Ainda amargando o insucesso no Congresso Nacional, com o repúdio à Medida Provisória nº 232/04 (a “MP do Mal”) – que aumentava a carga tributária e a burocracia fiscal para as empresas do comércio de bens, serviços e turismo, a par de cercear o direito de defesa nos Conselhos de Contribuintes -, o governo expediu uma nova MP, agora para beneficiar alguns setores empresariais – indústria, exportação, construção civil, operações imobiliárias, pesquisa tecnológica -, além de reduzir o imposto de renda sobre ganhos de capital na venda de imóveis residenciais, permitir o reingresso no Simples de micro e pequenas empresas dele excluídas, estender alguns prazos de pagamento do IR e do IOF e criar, na previdência complementar, fundos de investimento, com patrimônio segregado. Por essas razões, a MP nº 252 vem sendo chamada de “MP do Bem”, para distingui-la de todas as outras, em matéria tributária, que seriam, com raras exceções, MPs do Mal. Ainda assim, há na MP uma gota de maldade: compensação compulsória – e inconstitucional – entre créditos do contribuinte e da Fazenda.

O comércio de bens, serviços e turismo só pode aplaudir a iniciativa do governo quanto à redução de tributos, mesmo limitada a alguns setores. Todavia, os redatores da MP nº 252 devem ter se inspirado no tema bíblico da Torre de Babel, para lançar os contribuintes em estratosférica confusão e promover a divisão entre a minoria beneficiada e a maioria preterida.

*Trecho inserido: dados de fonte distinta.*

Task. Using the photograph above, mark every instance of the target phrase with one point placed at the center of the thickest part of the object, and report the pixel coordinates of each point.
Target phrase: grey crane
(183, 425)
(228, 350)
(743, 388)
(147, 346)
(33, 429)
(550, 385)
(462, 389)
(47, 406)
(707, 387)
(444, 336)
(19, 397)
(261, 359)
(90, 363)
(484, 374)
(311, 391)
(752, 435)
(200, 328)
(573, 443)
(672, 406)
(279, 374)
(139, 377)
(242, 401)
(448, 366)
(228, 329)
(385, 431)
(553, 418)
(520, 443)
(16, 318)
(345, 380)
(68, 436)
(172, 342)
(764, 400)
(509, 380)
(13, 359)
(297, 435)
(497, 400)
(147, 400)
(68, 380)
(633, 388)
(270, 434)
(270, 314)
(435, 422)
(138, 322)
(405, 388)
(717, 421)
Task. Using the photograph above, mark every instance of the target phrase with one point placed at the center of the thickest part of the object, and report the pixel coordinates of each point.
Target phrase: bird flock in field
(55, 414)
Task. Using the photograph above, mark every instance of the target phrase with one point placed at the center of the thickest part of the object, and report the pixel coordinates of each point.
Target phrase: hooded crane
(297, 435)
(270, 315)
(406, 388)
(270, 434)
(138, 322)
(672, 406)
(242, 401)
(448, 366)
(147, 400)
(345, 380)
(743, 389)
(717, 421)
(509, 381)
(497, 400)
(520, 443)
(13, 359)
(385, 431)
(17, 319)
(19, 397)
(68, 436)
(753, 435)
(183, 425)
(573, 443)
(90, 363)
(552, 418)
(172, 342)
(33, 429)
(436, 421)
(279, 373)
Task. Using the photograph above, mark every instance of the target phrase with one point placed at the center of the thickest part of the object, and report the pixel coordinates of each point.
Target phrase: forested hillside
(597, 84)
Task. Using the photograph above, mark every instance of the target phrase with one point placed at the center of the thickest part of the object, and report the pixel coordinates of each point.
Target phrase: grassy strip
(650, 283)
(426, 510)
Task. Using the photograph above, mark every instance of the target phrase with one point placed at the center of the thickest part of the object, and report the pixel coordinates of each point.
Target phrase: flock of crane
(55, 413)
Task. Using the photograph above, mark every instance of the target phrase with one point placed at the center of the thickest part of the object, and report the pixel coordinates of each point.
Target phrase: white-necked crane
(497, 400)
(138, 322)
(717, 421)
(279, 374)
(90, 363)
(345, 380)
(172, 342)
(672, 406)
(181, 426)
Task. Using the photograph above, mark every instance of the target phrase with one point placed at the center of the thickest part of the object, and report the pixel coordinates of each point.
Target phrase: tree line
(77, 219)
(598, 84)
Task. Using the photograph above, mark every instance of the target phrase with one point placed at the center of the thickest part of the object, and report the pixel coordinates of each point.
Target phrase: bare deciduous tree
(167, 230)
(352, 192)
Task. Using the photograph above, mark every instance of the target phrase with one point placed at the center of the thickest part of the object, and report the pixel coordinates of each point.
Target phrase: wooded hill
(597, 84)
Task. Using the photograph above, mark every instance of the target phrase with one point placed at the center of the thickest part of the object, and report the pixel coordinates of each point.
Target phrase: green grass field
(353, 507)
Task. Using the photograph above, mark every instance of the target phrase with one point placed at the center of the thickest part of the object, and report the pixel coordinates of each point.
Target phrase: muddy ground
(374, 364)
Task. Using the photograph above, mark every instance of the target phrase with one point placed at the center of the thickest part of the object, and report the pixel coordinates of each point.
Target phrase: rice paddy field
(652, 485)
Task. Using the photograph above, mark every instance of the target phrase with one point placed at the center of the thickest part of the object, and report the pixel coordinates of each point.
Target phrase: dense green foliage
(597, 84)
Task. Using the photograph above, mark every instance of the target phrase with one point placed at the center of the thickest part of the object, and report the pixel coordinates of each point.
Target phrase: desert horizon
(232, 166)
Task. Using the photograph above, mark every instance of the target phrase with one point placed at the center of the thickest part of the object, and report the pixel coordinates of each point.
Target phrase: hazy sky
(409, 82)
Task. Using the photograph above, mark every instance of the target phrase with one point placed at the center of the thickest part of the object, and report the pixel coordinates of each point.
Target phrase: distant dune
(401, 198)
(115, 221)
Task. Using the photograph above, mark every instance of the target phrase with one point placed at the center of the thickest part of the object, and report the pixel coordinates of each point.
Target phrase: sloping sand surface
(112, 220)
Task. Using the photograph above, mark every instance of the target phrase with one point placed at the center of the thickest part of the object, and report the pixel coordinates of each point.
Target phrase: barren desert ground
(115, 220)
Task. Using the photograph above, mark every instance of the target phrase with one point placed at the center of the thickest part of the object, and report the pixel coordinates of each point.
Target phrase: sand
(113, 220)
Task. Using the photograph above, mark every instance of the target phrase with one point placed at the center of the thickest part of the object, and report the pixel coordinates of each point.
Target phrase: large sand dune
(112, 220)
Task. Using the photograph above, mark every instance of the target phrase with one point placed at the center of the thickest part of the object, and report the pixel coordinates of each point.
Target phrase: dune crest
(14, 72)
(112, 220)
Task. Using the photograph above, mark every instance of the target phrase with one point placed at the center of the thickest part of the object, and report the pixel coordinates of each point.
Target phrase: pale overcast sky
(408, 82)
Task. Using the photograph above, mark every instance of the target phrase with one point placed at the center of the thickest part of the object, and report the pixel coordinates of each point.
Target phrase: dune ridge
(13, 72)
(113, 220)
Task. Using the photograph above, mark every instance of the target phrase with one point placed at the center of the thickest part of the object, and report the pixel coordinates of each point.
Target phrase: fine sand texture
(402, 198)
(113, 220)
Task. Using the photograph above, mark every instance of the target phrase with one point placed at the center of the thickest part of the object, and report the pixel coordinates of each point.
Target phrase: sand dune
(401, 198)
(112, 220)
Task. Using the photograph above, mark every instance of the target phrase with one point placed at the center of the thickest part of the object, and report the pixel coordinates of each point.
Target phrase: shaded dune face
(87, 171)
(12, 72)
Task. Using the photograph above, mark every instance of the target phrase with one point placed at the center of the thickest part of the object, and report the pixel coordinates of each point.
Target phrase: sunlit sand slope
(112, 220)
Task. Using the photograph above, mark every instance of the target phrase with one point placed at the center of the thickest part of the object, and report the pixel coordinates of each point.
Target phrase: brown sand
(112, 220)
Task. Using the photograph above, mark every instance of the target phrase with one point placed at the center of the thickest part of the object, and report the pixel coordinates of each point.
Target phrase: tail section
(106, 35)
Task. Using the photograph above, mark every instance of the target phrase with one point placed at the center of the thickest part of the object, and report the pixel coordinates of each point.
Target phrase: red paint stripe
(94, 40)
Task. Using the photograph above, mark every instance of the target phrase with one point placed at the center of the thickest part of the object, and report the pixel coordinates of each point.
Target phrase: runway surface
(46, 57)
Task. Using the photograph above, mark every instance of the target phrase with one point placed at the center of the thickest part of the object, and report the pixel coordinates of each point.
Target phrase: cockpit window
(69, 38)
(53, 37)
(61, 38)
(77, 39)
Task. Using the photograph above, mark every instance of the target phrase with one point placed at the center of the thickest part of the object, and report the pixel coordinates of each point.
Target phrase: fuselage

Com 283 novas regras tributárias, tidas como urgentes e relevantes e dispostas em 74 artigos, 113 parágrafos, 65 incisos, 26 alíneas e 5 itens, a MP modifica 31 diplomas legais (27 leis, duas MPs e um decreto-lei), assim dificultando, extremamente, a compreensão de suas normas pelos contribuintes que deverão cumpri-las, advogados que deverão interpretá-las, juízes que deverão aplicá-las e parlamentares, que deverão aprová-las ou rejeitá-las. É uma babel tributária.

A concessão de isenções e reduções de tributos é benéfica, mas poucos setores foram beneficiados. Na realidade, o que todos os contribuintes aguardam e a Nação exige são medidas de caráter geral, para reduzir a carga tributária, sem preferências e exclusões. Por exemplo: extinção da Contribuição ao PIS/Pasep, que há muito deixou de constituir patrimônio dos trabalhadores, e da Cofins, CSLL e CPMF, esdrúxulas, anti-econômicas e anti-sociais. A perda de receita poderia ser compensada por reajustes no imposto de renda e no IPI e, sobretudo, por forte redução da despesa pública.

A atual tributação dos ganhos de capital, na venda de imóveis, é, incontestavelmente, confiscatória – e, portanto, inconstitucional -, uma vez que o imposto de renda não incide sobre o ganho real, mas sobre o ganho fictício, em face da vedação à atualização monetária do valor de aquisição (custo) do imóvel. Esse absurdo, como é público e notório, tem desestimulado a construção de imóveis e os investimentos privados em imóveis para locação. Todavia, em lugar de corrigir esse monstrengo fiscal, como dispõe o projeto do deputado Francisco Dornelles, em curso na Câmara dos Deputados, a MP cria uma módica redução do ganho de capital fictício apurado, mantendo um confisco parcial. Já a isenção do IR na venda de imóveis residenciais, sob a condição de que o respectivo produto seja aplicado em seis meses, na compra de outros, é medida justa e oportuna.

Em tais condições, o empresariado do comércio de bens, serviços e turismo, que congrega cerca de 4,5 milhões de empresas e 20 milhões de trabalhadores, ao tempo em que apóia os benefícios fiscais concedidos a alguns setores, reclama, mais uma vez, a concretização de uma ampla reforma que reduza a carga tributária, socialmente injusta e nociva à atividade econômica, e simplifique e desburocratize todo o sistema.